How to solve IllegalArgumentException in Java?

In this tutorial, we will learn the way to handle IllegalArgumentException in Java.

An IllegalArgumentException is thrown when a method is called with an argument that is not appropriate or illegal. To solve this issue, you need to find out what argument is causing the problem and why it is illegal.

Causes of java.lang.IllegalArgumentException

1. When arguments are too far apart. The percentage, for instance, should range from 1 to 100.
2. An IllegalArugmentExcpetion will be thrown if the user entered 101. In case of the improper argument format.
   For instance, suppose the user passes YYYY-MM-DD instead of the date format that our method expects, which is YYYY/MM/DD. If our approach is unable to comprehend the situation, IllegalArugmentExcpetion will be raised.
3. When a method expects a non-empty string as a parameter but only receives a null string.

Implementation 1:

Let us see an example to understand the topic well.

File name: Student.java

public class Student {
   int r;
   public void setRanks(int ranks) {
      if(ranks < 0 || ranks > 100)
         throw new IllegalArgumentException(Integer.toString(ranks));
      else
         r = ranks;
   }
   public static void main(String[] args) {
      Student s1 = new Student();
      s1.setRanks(60);
      System.out.println(s1.r);
      Student s2 = new Student();
      s2.setRanks(212);
      System.out.println(s2.r);
   }
}

Output:

Explanation: The above written code throws an IllegalArgumentException because the setRanks method checks if the value of ranks is within the range of 0 to 100. If the value is outside of this range, the method throws an IllegalArgumentException with the message set to the string representation of the argument ranks.
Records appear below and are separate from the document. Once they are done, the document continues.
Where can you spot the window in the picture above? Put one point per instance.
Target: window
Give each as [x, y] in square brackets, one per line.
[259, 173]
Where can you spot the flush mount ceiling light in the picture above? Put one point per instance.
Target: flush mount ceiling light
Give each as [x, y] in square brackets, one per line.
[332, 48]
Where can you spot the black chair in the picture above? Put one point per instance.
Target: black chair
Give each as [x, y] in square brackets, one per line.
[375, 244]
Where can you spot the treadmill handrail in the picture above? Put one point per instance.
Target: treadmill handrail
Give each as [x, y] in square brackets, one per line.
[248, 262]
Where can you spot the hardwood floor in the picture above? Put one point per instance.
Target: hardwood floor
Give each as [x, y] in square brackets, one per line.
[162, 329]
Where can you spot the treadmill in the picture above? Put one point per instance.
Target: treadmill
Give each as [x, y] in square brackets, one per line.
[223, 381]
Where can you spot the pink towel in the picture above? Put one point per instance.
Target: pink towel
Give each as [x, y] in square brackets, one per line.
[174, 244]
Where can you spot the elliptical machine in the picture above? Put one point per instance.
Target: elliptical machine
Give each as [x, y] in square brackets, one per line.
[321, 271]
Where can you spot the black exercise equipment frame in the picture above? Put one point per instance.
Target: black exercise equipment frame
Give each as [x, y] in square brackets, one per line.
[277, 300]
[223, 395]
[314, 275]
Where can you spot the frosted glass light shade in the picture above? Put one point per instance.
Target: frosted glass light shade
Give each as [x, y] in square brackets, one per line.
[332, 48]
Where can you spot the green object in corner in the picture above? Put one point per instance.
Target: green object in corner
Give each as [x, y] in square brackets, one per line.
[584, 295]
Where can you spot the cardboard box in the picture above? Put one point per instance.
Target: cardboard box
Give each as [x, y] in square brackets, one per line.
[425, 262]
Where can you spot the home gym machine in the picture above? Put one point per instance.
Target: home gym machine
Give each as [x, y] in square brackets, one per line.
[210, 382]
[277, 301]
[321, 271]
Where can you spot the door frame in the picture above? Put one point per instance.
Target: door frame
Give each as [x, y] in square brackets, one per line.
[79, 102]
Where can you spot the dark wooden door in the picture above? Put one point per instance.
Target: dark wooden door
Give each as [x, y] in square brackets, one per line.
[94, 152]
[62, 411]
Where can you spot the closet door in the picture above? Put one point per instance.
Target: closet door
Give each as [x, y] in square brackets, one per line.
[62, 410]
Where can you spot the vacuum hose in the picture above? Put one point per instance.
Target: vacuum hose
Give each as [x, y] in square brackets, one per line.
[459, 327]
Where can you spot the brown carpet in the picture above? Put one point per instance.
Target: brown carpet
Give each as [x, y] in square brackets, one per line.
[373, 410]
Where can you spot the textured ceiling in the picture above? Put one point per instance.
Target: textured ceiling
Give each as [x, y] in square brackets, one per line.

In the main method, two Student objects are created and their ranks are set using the setRanks method. The first object, s1, has its rank set to 60, which is within the acceptable range, so no exception is thrown. The second object, s2, has its rank set to 212, which is outside of the acceptable range, so an IllegalArgumentException will be thrown with the message "212".

The exception here will terminate the program and the second println statement will not be executed. To handle this exception, you can wrap the call to setRanks in a try-catch block, catch the IllegalArgumentException, and handle it appropriately, such as logging the error or displaying an error message to the user.

Implementation 2:

Let us take another example to understand the topic.

File name: Student.java

import java.util.Scanner;
public class Student {
    public static void main(String[] args) {
        String cont = "y";
        run(cont);
    }
    static void run(String cont) {
        Scanner scan = new Scanner(System.in);
        while( cont.equalsIgnoreCase("y")) {
           try {
               System.out.println("Enter the roll no.: ");
               int roll = scan.nextInt();
               if (roll < 0 || roll > 100)
                  throw new IllegalArgumentException("Value must be non-negative and below 100");
               System.out.println( roll);
            }
            catch(IllegalArgumentException i) {
               System.out.println("Out of range. Press y if you wish to continue");
               cont = scan.next();  
               if(cont.equalsIgnoreCase("Y"))
                   run(cont);
               }
          }
     }
}

Output 1:

Output 2:

Explanation: The above-written code is a simple implementation of a program that takes input from a user, checks if the input value is within the range of 0 to 100, and throws an IllegalArgumentException if the value is outside of this range. The program uses a while loop to allow the user to continue entering values until they decide to exit.

The run method is where the main logic of the program resides. It uses a Scanner object to take input from the user. The method starts a while loop that continues as long as the user enters "y" or "Y". Within the loop, the user is prompted to enter a roll number. If the entered value is less than 0 or greater than 100, an IllegalArgumentException is thrown with a message indicating that the value must be non-negative and below 100. If the exception is thrown, the program prints a message asking the user if they want to continue and takes another input. If the user enters "y" or "Y", the program will call itself again to continue the loop. If the user enters any other value, the loop will exit and the program will terminate.

If the user enters a value within the range of 0 to 100, the value is printed and the loop continues, asking the user if they wish to continue.